Capacity Sizing & Resource Planning

Proper capacity planning ensures the Keeptrusts platform performs reliably under your expected load. This guide provides resource requirements per component, throughput benchmarks, scaling thresholds, and cloud instance recommendations.

Use this page when

You are planning CPU, memory, and storage requirements for a Keeptrusts deployment.
You need throughput benchmarks for the gateway under different policy chain complexities.
You are selecting cloud instance types or on-premises hardware for production.
You want scaling thresholds to determine when to add gateway instances or upgrade database resources.

Primary audience

Primary: Technical Engineers
Secondary: AI Agents, Technical Leaders

Component Resource Profiles

Baseline Requirements

Component	Min CPU	Min Memory	Min Disk	Network
CLI Gateway	0.5 vCPU	256 MB	100 MB	Moderate
API Server	1 vCPU	512 MB	500 MB	Moderate
Console	0.5 vCPU	256 MB	200 MB	Low
Chat Workbench	0.5 vCPU	256 MB	200 MB	Low
PostgreSQL	2 vCPU	2 GB	20 GB+	Low
Worker (export)	0.5 vCPU	256 MB	1 GB+	Low
Worker (lifecycle)	0.25 vCPU	128 MB	100 MB	Low

Recommended Production Resources

Component	CPU	Memory	Disk	Notes
CLI Gateway	2 vCPU	512 MB	1 GB	Per instance; scale horizontally
API Server	4 vCPU	2 GB	10 GB	Single instance or HA pair
Console	1 vCPU	512 MB	1 GB	SSR workload, low steady-state
Chat Workbench	1 vCPU	512 MB	1 GB	Similar to console
PostgreSQL	4 vCPU	8 GB	100 GB SSD	IOPS-dependent on event volume
Worker (export)	2 vCPU	1 GB	10 GB	Spiky during exports

Throughput Benchmarks

Gateway Throughput

The gateway's throughput depends on policy chain complexity and upstream provider latency:

Scenario	Requests/sec (per instance)	Avg Latency Overhead
Passthrough (no policies)	~5,000	< 1 ms
Simple content filter (1 policy)	~3,000	2–5 ms
Full policy chain (5 policies)	~1,000	10–20 ms
Policy chain + knowledge base	~500	20–50 ms

Total gateway throughput scales linearly with instances behind a load balancer.

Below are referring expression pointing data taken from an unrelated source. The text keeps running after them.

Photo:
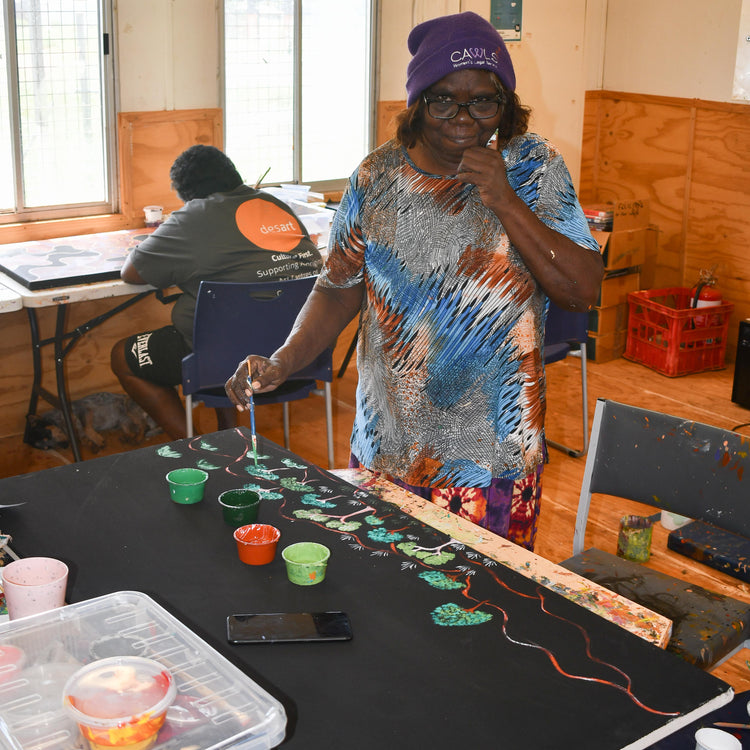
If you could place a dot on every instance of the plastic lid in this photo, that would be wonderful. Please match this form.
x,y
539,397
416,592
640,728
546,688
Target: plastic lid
x,y
118,690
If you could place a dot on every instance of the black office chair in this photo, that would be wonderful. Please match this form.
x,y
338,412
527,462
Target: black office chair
x,y
680,466
565,335
233,320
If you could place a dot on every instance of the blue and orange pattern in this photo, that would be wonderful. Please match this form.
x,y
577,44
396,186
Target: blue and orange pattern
x,y
451,386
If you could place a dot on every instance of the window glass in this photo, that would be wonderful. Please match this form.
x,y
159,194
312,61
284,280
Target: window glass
x,y
58,131
297,83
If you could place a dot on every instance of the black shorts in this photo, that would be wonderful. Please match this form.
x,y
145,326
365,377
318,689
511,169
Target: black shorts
x,y
157,356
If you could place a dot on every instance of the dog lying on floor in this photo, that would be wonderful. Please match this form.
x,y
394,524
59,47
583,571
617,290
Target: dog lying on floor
x,y
92,415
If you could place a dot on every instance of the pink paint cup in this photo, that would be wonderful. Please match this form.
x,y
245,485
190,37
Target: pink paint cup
x,y
33,585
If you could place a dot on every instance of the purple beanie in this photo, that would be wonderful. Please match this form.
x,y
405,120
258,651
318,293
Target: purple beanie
x,y
450,43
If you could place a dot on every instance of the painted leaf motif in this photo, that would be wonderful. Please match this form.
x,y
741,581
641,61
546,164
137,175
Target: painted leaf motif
x,y
311,515
291,464
451,615
290,483
312,499
384,536
261,472
343,525
429,556
439,580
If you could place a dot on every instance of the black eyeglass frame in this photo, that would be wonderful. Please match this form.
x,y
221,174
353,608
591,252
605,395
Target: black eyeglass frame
x,y
465,105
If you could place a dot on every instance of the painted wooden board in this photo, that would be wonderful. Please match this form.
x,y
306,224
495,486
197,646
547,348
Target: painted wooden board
x,y
450,649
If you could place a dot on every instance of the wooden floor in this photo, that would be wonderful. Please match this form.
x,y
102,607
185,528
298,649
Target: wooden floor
x,y
703,397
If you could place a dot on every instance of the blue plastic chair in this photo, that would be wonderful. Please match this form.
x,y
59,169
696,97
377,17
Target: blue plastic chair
x,y
233,320
565,335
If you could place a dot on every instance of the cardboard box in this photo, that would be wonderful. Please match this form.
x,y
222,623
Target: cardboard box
x,y
606,347
604,320
625,245
616,285
622,249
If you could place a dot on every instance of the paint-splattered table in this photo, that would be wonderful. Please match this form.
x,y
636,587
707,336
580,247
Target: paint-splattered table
x,y
9,299
451,649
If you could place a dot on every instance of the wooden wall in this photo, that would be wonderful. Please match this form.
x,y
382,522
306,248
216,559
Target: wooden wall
x,y
148,144
691,159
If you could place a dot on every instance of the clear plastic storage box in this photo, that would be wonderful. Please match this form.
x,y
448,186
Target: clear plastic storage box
x,y
217,706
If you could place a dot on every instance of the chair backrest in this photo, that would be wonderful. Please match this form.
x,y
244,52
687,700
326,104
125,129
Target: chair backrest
x,y
673,464
235,319
562,328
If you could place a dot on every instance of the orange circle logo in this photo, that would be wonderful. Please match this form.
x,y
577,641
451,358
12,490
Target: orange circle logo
x,y
268,226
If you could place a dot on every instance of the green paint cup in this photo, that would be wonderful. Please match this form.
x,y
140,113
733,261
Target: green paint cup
x,y
239,507
306,562
186,486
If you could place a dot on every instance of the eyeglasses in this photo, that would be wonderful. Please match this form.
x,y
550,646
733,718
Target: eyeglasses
x,y
478,109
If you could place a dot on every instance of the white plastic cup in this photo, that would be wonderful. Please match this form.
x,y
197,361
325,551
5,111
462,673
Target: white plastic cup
x,y
709,738
33,585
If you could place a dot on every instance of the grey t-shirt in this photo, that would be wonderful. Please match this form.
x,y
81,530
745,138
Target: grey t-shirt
x,y
242,235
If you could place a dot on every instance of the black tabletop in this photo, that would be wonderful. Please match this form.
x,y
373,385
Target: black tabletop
x,y
450,649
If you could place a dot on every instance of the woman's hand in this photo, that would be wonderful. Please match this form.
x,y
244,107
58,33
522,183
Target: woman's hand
x,y
485,168
267,375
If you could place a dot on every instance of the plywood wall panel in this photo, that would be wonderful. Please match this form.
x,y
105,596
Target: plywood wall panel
x,y
719,217
149,142
643,149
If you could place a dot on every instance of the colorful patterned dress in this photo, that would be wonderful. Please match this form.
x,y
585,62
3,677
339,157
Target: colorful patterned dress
x,y
451,389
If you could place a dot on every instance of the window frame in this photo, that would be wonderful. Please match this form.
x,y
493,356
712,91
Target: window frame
x,y
24,214
333,184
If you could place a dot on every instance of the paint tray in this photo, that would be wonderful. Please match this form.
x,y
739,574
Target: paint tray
x,y
217,706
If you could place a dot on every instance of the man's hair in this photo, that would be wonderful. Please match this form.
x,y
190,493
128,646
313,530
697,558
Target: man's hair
x,y
200,171
514,120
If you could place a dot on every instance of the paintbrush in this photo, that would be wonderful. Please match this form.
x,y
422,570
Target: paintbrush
x,y
251,405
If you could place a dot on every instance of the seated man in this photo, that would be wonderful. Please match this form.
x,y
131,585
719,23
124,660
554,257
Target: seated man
x,y
226,231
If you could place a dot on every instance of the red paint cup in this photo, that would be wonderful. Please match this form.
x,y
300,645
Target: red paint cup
x,y
256,543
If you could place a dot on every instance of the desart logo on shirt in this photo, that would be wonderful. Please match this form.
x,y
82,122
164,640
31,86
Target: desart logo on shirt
x,y
268,226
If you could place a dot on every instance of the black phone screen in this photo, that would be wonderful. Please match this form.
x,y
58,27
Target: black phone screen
x,y
279,627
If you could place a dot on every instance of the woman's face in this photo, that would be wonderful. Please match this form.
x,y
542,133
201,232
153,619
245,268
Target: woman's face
x,y
443,142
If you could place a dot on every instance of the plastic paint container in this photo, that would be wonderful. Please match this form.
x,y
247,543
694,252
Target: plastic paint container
x,y
256,543
120,702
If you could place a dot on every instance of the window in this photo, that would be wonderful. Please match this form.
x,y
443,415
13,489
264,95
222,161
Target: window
x,y
298,88
56,109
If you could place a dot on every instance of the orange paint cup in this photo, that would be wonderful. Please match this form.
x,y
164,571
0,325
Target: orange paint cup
x,y
256,543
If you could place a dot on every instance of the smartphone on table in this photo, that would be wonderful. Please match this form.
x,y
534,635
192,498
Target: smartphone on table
x,y
288,627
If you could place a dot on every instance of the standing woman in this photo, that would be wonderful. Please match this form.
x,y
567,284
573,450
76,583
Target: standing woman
x,y
449,241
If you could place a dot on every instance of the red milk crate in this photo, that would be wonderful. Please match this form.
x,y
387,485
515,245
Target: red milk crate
x,y
669,336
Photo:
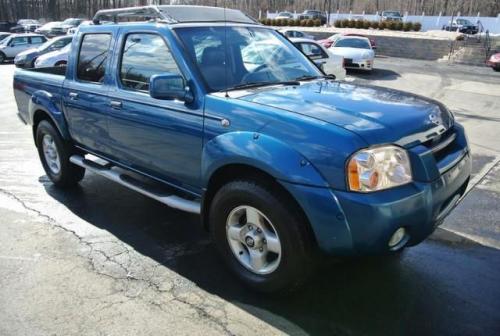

API Event Ingest Throughput

Configuration	Events/sec	Notes
Single API, local Postgres	~2,000	Limited by DB write IOPS
Single API, SSD Postgres	~5,000	NVMe recommended
HA API (2 instances)	~8,000	Shared Postgres connection pool

Database Sizing

Event storage grows linearly with traffic:

Daily Events	Monthly Storage	Annual Storage	Recommended Disk
10,000	~500 MB	~6 GB	50 GB
100,000	~5 GB	~60 GB	200 GB
1,000,000	~50 GB	~600 GB	1 TB+

Factor in retention policy — KEEPTRUSTS_EVENT_RETENTION_HOURS automatically prunes old events.

Scaling Thresholds

When to Scale the Gateway

Metric	Threshold	Action
CPU utilization	> 70% sustained (5 min)	Add gateway instance
Request queue depth	> 100 pending	Add gateway instance
p99 latency (overhead)	> 100 ms	Add gateway instance or check policy complexity
Active connections	> 80% of configured max	Add gateway instance

When to Scale the API

Metric	Threshold	Action
CPU utilization	> 80% sustained (5 min)	Scale vertically or add HA instance
DB connection pool	> 80% utilization	Increase pool size or add read replica
Event ingest latency	> 500 ms p99	Scale database IOPS
Memory usage	> 85%	Scale vertically

When to Scale PostgreSQL

Metric	Threshold	Action
Disk usage	> 70%	Expand disk or adjust retention
Connection count	> 80% of max_connections	Increase limit or add PgBouncer
Replication lag	> 30 seconds	Scale replica resources
Query p99	> 200 ms	Add indexes, optimize queries, scale IOPS

Cloud Instance Sizing

AWS

Component	Instance Type	vCPU	Memory	Storage	Monthly Cost (est.)
Gateway	c6i.large	2	4 GB	20 GB gp3	~$65
API Server	m6i.xlarge	4	16 GB	50 GB gp3	~$150
PostgreSQL	db.r6g.xlarge (RDS)	4	32 GB	200 GB gp3	~$350
Console	t3.medium	2	4 GB	20 GB gp3	~$35

Azure

Component	VM Size	vCPU	Memory	Storage	Monthly Cost (est.)
Gateway	Standard_D2s_v5	2	8 GB	30 GB P10	~$75
API Server	Standard_D4s_v5	4	16 GB	64 GB P15	~$155
PostgreSQL	GP_Standard_D4ds_v5 (Flex)	4	16 GB	256 GB	~$300
Console	Standard_B2ms	2	8 GB	30 GB	~$60

GCP

Component	Machine Type	vCPU	Memory	Storage	Monthly Cost (est.)
Gateway	e2-standard-2	2	8 GB	20 GB pd-ssd	~$55
API Server	e2-standard-4	4	16 GB	50 GB pd-ssd	~$110
PostgreSQL	db-custom-4-16384 (Cloud SQL)	4	16 GB	200 GB SSD	~$320
Console	e2-medium	2	4 GB	20 GB pd-standard	~$35

Sizing by Organization Scale

Small (< 50 users, < 10K events/day)

Single VM or small Docker host:
  4 vCPU, 8 GB RAM, 100 GB SSD

  ┌─────────────────────────────────┐
  │  All components on one host     │
  │  Gateway + API + Console + DB   │
  └─────────────────────────────────┘

# docker-compose resource limits
services:
  keeptrusts-api:
    deploy:
      resources:
        limits: { cpus: '1.0', memory: 512M }
  keeptrusts-gateway:
    deploy:
      resources:
        limits: { cpus: '0.5', memory: 256M }
  postgres:
    deploy:
      resources:
        limits: { cpus: '2.0', memory: 4G }

Medium (50–500 users, 10K–100K events/day)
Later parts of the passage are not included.